Erdogan to change palace name, adding religious connotation

Erdogan to change palace name, adding religious connotation

ANKARA – Agence France-Presse
Erdogan to change palace name, adding religious connotation

AFP Photo

Turkish President Recep Tayyip Erdoğan has said he will soon rename his controversial new presidential palace, adopting the name of the complexes surrounding imperial mosques.
      
Erdoğan said in a Jan. 16 speech in Ankara that the Presidential Palace would in future be known as the "Presidential Kulliye" and will contain a mosque, convention center and a gigantic new national library.
      
"Thinking big is not the work of dwarves," said Erdoğan in his characteristically earthy language. "This is not to offend dwarves, I love them too," he added.
      
A kulliye is traditionally a complex including schools, kitchens, guest houses and bath houses which surrounds a mosque and is managed by the mosque.
      
Some of Ottoman Turkey's greatest imperial mosques in Istanbul and elsewhere have impressive kulliyes and it is this tradition that Erdogan appears to be harking back to.
      
Erdoğan recalled that Russian President Vladimir Putin had expressed admiration for the palace during his visit in December, saying "it was a work befitting a great state".
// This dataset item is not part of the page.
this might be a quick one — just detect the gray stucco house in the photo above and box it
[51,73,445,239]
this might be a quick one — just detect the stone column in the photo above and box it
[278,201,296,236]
He seemed to raise the idea that the palace (or kulliye) will become a tourist attraction in the future.

"You see tens of thousands of tourists going to the Kremlin," he said.

Erdoğan opened his hugely controversial new presidential palace on the outskirts of Ankara in October. It has 1,150 rooms and was built at a cost of around 490 million euros ($615 million).

He says the palace is a symbol of a resurgent Turkey that he is building. But opponents decry it as an extravagance in an increasingly authoritarian state.